Expense ratios were flat in 2008 but are rising in 2009.
Mutual fund expense ratios were flat to slightly lower in 2008, but you're likely paying more than that now. (To see all the data on asset class trends click here.)
Looking at asset-weighted retail expense ratios from 2008, most asset classes saw a 1 basis-point drop or no change from 2007. Overall, the asset-weighted average annual expense ratio dipped from 0.88% to 0.87%, though U.S. equity funds rose a basis point. Bond-fund expenses dipped as did those of international-equity funds.

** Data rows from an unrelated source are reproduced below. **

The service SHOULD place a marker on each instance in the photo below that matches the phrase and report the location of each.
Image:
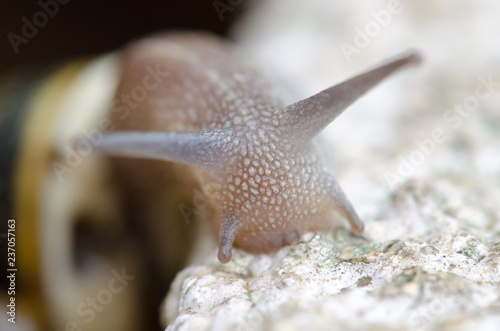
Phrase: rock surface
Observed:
(430, 255)
(419, 266)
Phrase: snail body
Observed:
(229, 128)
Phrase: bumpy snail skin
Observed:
(215, 112)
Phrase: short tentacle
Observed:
(203, 149)
(227, 233)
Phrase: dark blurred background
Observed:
(92, 27)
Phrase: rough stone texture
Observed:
(430, 255)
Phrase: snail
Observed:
(219, 117)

Unfortunately that trend has likely reversed, and many funds today are charging more. The reason is easy to see: Mutual fund assets (excluding money funds) totaled $5.9 trillion at the end of February 2009, down sharply from $8 billion at the beginning of 2008.
In fact, Vanguard announced that expense ratios are rising at a bunch of its funds. The same is true elsewhere, but other fund companies are not calling attention to it.
It's not that fund companies or their boards are moving to raise fees. It's that mutual fund management fees have set breakpoints that trigger cuts or hikes as assets in the fund rise or fall. For example, a management fee at a fund might be 70 basis points for the first $1 billion, 65 basis points for $1 billion to $5 billion, and 60 basis points for all sums above that. Thus, shifts in assets automatically trigger cuts or hikes in fees.
The 2008 annual expense ratios understate the hike because they reflect what fundholders paid over the course of last year. Because assets today are down 30% to 60% from January 2008 at the typical equity fund, the 2008 expense ratio figures don't include the full effect of a fund's current fee structure.
To get a sense of where the figures are headed, I looked at prospectus net expense ratios. The prospectus net expense ratio reflects the fund's current fee level as of the time the prospectus is printed and can be a more timely measure of what to expect. However, you can't make this comparison with funds of funds because the annual report doesn't include underlying fund expense ratios but the prospectus expense ratio does.
The prospectus net expense ratios signal a reversal in the trend toward lower fees. Domestic equity funds' weighted average could rise by 2 basis points. International could pop up by 4 basis points. Taxable bonds should be the same, but munis could pop 4 basis points.